细胞自噬又称为Ⅱ型细胞死亡，是细胞在自噬相关基因的调控下利用溶酶体降解自身受损的细胞器和大分子物质的过程。发生自噬的细胞内可见自噬体空泡结构，包括自噬体、自噬溶酶体、自噬体与溶酶体融合的产物。自噬体的合成、自噬底物的吞噬、自噬溶酶体成熟及溶酶体水解酶对物质降解的过程为自噬流[9]。通过这些过程，不必要的细胞质蛋白和细胞器将被清除，实现细胞本身的代谢需要和某些细胞器的更新[10,11]。各种方式的自噬在生理状态下是细胞的“管家”，可维持细胞内环境稳定，促进细胞存活[12]。然而，在疾病状态下，自噬成为一把“双刃剑”，自噬过度可诱导细胞向凋亡转化，共同促进细胞死亡[13]。许多研究表明，过度激活的自噬能够促进肿瘤细胞死亡，这是自噬介导肿瘤细胞死亡的潜在机制。本研究结果显示，土贝母苷甲作用后，MDA-MB-231细胞中自噬相关蛋白LC3相对表达量显著增加，进一步表明土贝母苷甲诱导MDA-MB-231细胞死亡是通过自噬介导的。

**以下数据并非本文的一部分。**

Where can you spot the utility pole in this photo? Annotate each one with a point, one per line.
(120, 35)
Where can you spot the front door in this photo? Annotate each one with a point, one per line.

研究[14]表明，PI3K/Akt/mTOR信号转导通路异常激活后可诱导肿瘤发生，这个过程有细胞增殖和自噬参与。PI3K/Akt信号通路的异常激活也被证实在乳腺癌的发生发展中起重要作用[15]。PI3K-Akt-mTOR通路激活可抑制细胞自噬，该途径失活则诱导自噬。Akt是PI3K-Akt信号通路中的主要介质。mTOR是PI3K-Akt通路的下游靶点[16]。多项研究表明，自噬过程受mTOR的激活负性调控[18]。自噬过程中，PI3K的活性对自噬体形成早期的成核和组装是必须的。在自噬过程中，溶酶体降解自噬体会导致P62水平降低。本研究中，土贝母苷甲处理的MDA-MB-231细胞中P62、PI3K、Akt、p-Akt、P62、p-mTOR的表达呈剂量依赖性下降，提示土贝母苷甲诱导自噬可能是通过调节PI3K/Akt/mTOR信号转导通路实现的。

自噬抑制剂3-MA可通过抑制PI3K的作用来阻断自噬[17]。3-MA同时通过增加溶酶体碱性，破坏溶酶体功能，进而抑制自噬发生。本课题组用3-MA预处理MDA-MB-231细胞以进一步明确土贝母苷甲是否诱导自噬，结果显示PI3K抑制剂3-MA显著缓解了细胞中p-Akt蛋白水平下降趋势，推测土贝母苷甲诱导自噬的机制与下调Akt活性有关。抑制PI3K-Akt-mTOR途径是土贝母苷甲诱导过度自噬的原因，也是自噬调节的经典途径。

综上所述，土贝母苷甲可抑制乳腺癌细胞增殖、促进其凋亡并诱导细胞自噬，土贝母苷甲的自噬诱导作用可能是通过调节PI3k-Akt-mTOR信号通路实现的。上述研究结论为三萜皂苷类化合物治疗恶性肿瘤的临床试验提供了理论基础。